Les sommes perçues dans ce cadre n'ont pas besoin d'être déclarées et ne sont pas soumises à cotisations sociales si elles remplissent 3 conditions :

  • c'est un déplacement que vous effectuez pour votre propre compte ;
  • vous prenez à votre charge une part des frais d'essence et de péage ;
  • les sommes prélevées au total ne dépassent pas le barème kilométrique.

Les plateformes tiennent généralement compte de ces critères dans le calcul des tarifs proposés. Par exemple, le tarif maximal peut résulter de l'application du barème kilométrique le plus bas. En principe, il n'y a donc pas de risques d'être hors-la-loi !

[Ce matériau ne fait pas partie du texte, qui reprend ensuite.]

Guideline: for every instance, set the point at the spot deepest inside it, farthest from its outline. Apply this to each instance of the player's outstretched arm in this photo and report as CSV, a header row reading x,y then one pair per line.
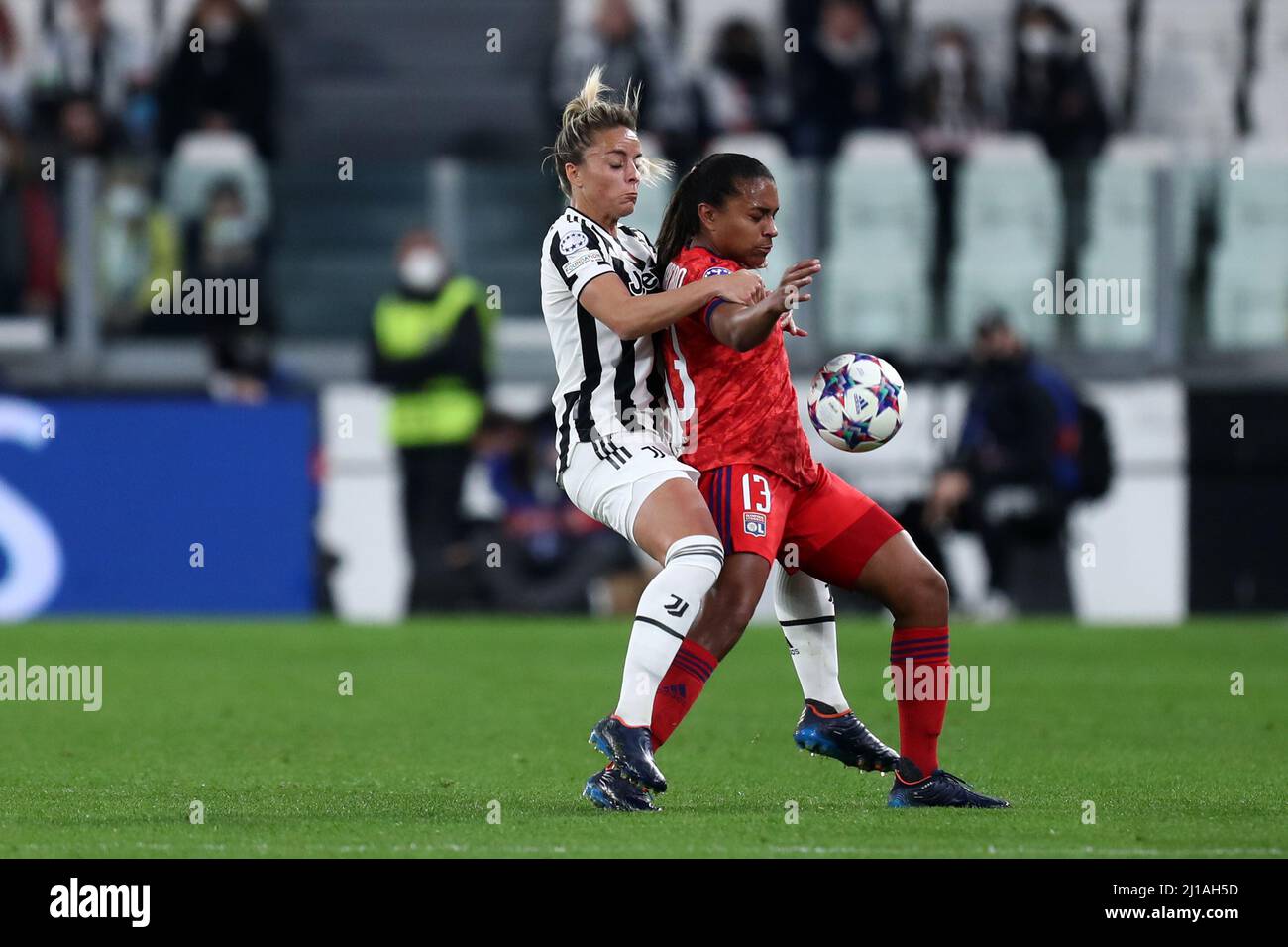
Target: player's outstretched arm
x,y
608,300
743,328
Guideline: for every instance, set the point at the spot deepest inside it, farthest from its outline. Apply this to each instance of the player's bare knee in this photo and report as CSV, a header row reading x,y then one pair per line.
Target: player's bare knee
x,y
922,598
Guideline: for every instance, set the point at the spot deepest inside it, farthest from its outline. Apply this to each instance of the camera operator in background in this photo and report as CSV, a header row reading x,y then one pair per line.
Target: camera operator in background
x,y
1029,450
429,344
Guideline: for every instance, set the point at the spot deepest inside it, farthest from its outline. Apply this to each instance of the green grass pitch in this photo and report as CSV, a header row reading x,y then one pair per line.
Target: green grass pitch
x,y
451,714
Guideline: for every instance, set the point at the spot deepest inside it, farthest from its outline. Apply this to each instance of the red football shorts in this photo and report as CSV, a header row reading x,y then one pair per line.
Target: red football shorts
x,y
829,528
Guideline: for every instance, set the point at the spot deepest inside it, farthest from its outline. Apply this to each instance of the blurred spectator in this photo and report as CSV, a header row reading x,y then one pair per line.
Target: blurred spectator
x,y
844,77
137,244
230,84
629,51
85,131
555,558
29,234
739,91
1013,476
1054,95
945,107
228,244
14,78
89,55
429,343
945,111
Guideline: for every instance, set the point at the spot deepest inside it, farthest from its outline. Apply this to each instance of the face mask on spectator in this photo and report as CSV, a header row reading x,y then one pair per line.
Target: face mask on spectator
x,y
230,231
127,202
1038,42
423,270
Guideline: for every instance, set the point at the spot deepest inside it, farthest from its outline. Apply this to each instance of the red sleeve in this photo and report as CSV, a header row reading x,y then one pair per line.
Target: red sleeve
x,y
699,265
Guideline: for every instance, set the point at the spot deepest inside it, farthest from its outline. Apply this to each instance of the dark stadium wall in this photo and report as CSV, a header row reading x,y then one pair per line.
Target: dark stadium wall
x,y
1237,504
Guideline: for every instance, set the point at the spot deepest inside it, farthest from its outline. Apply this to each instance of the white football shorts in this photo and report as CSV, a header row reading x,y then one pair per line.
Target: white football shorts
x,y
610,478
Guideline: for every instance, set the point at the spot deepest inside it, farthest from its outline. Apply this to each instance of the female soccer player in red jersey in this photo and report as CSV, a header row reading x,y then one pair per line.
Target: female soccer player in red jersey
x,y
728,375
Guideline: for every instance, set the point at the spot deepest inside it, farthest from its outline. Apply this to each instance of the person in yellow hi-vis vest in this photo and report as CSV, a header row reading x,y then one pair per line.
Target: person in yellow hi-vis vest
x,y
430,343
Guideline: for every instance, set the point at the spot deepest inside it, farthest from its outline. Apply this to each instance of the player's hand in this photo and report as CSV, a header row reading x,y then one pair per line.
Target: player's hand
x,y
789,324
802,273
743,287
785,300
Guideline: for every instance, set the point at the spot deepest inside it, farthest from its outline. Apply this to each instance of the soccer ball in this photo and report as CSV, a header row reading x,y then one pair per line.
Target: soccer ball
x,y
857,402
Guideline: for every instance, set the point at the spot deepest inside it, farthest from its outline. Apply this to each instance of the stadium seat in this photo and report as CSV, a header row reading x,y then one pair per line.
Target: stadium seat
x,y
879,241
1009,211
1192,52
1248,291
1124,219
651,205
1113,46
990,26
1267,115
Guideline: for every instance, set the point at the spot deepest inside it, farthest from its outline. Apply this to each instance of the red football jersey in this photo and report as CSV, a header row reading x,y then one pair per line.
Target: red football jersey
x,y
734,407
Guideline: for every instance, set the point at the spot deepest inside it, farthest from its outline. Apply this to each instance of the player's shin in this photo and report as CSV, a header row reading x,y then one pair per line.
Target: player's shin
x,y
807,617
917,659
666,609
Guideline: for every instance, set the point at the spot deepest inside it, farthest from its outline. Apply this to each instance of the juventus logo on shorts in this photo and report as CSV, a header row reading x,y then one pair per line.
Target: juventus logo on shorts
x,y
613,454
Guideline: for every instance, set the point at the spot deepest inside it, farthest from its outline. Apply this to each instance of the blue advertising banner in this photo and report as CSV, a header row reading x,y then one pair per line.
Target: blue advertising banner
x,y
155,506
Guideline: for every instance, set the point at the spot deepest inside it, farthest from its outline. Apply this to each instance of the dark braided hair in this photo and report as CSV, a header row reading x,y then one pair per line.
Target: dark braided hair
x,y
712,180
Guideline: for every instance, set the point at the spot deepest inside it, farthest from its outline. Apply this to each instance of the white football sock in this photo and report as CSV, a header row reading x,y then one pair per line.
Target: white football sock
x,y
807,616
666,609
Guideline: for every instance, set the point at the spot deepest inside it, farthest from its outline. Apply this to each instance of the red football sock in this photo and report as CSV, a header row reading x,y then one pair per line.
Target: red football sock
x,y
679,689
919,720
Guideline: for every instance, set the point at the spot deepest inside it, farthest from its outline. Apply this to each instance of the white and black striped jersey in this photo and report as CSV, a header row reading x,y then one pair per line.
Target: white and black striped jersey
x,y
606,384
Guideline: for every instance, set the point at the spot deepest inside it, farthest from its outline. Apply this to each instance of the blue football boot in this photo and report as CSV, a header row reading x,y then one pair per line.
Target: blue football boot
x,y
630,750
912,789
842,737
610,789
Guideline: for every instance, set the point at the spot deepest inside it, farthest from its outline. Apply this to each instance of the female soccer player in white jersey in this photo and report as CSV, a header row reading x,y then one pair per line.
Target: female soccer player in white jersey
x,y
616,463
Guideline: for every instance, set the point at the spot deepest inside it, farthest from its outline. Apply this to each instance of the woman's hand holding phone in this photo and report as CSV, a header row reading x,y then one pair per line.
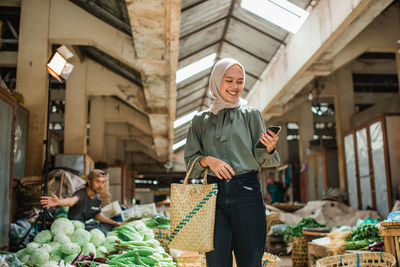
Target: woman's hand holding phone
x,y
270,138
221,169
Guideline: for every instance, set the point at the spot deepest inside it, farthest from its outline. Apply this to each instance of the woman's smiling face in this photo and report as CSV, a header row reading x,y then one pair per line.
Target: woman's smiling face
x,y
232,84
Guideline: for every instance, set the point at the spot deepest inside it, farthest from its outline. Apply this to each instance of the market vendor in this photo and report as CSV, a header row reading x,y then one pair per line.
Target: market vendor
x,y
276,191
85,204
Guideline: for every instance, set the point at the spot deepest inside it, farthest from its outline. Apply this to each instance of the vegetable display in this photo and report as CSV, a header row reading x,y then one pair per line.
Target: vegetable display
x,y
362,236
297,230
136,246
157,222
65,240
68,244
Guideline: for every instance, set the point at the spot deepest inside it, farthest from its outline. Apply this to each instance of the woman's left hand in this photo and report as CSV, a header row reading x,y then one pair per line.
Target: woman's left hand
x,y
269,140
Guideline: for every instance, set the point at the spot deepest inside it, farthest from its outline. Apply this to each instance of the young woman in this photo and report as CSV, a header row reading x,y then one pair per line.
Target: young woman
x,y
233,143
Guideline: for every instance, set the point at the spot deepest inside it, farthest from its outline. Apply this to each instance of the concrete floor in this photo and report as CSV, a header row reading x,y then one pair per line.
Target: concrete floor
x,y
286,261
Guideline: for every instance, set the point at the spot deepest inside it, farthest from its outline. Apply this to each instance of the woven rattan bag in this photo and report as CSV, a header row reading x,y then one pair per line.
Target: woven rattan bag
x,y
193,214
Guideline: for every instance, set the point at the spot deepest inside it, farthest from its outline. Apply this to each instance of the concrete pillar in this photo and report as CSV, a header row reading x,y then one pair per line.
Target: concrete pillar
x,y
344,109
32,77
97,129
120,153
283,146
75,131
306,130
398,66
111,149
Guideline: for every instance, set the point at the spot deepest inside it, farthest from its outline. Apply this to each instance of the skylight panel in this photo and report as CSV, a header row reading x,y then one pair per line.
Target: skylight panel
x,y
279,12
196,67
179,144
185,119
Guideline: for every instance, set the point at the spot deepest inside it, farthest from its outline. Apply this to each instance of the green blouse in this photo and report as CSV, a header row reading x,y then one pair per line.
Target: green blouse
x,y
232,136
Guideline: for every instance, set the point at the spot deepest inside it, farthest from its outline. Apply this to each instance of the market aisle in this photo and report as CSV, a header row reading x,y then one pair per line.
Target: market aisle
x,y
286,261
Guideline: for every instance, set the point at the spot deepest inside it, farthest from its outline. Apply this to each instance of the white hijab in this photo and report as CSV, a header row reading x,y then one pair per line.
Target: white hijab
x,y
215,82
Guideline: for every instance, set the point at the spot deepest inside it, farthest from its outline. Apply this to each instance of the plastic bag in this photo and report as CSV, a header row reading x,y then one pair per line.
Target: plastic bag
x,y
278,229
17,231
394,216
9,259
368,220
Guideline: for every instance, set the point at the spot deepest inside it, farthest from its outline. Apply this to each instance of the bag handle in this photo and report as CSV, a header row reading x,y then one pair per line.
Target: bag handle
x,y
186,180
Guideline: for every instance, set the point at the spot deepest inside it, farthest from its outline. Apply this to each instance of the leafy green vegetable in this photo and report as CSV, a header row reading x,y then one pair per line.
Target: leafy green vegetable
x,y
81,237
62,239
88,247
78,224
297,230
97,237
362,236
70,248
43,237
39,257
62,225
31,247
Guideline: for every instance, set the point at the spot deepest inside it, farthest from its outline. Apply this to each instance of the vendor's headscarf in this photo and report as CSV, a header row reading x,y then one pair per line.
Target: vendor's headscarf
x,y
215,82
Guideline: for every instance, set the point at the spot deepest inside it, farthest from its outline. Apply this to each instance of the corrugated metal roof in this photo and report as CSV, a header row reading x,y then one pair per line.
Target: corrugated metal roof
x,y
223,27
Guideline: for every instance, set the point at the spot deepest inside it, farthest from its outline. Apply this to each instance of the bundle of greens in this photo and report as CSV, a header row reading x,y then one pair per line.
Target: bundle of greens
x,y
135,246
65,240
362,236
297,230
157,222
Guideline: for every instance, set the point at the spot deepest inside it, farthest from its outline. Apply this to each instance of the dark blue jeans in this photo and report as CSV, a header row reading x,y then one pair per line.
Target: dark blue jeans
x,y
240,222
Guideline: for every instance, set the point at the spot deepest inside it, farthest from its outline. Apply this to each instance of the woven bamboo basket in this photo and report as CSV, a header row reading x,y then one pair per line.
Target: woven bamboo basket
x,y
163,236
299,252
390,233
359,259
31,188
270,260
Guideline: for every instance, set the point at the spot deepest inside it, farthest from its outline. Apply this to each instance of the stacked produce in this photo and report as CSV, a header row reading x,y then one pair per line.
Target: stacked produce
x,y
297,230
161,222
65,240
363,236
135,246
68,242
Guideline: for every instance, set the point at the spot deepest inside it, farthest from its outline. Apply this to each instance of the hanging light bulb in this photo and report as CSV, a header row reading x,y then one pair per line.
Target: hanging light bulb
x,y
310,97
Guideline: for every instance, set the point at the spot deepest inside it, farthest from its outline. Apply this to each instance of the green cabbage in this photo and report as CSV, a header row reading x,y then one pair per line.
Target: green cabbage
x,y
62,239
25,259
97,237
63,226
70,248
39,257
55,257
88,247
70,258
54,246
47,247
43,237
80,237
31,247
50,264
101,251
78,224
21,253
109,243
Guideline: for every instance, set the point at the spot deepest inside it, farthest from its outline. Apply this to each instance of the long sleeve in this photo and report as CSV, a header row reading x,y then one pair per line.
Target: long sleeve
x,y
257,126
194,149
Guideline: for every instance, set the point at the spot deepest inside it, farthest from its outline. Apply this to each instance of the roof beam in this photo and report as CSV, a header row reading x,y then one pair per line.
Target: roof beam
x,y
342,20
202,28
247,52
201,49
193,5
258,30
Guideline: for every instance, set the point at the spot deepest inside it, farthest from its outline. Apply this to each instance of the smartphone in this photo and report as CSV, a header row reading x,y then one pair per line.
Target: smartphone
x,y
275,129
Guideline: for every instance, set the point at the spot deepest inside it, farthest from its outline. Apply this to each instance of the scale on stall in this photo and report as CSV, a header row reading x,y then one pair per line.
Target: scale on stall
x,y
60,69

Si vous réalisez des profits par le biais du covoiturage, vous devez déclarer l'activité et payer des cotisations sociales et l'impôt sur le revenu. En dessous de 70 000 € de chiffre d'affaires, vous pouvez bénéficier du régime de la micro-entreprise et payer 22 % de charges sociales. Vous serez imposé sur la moitié de votre chiffre d'affaires. En dessous de 305 € de revenu annuel, vous ne payez pas d'impôt.

Dans tous les cas, n'hésitez pas à prendre conseil auprès des services des impôts et de l'Urssaf, en conservant des traces de vos échanges. En cas de difficultés, la bonne foi est le plus souvent prise en compte par l'Administration.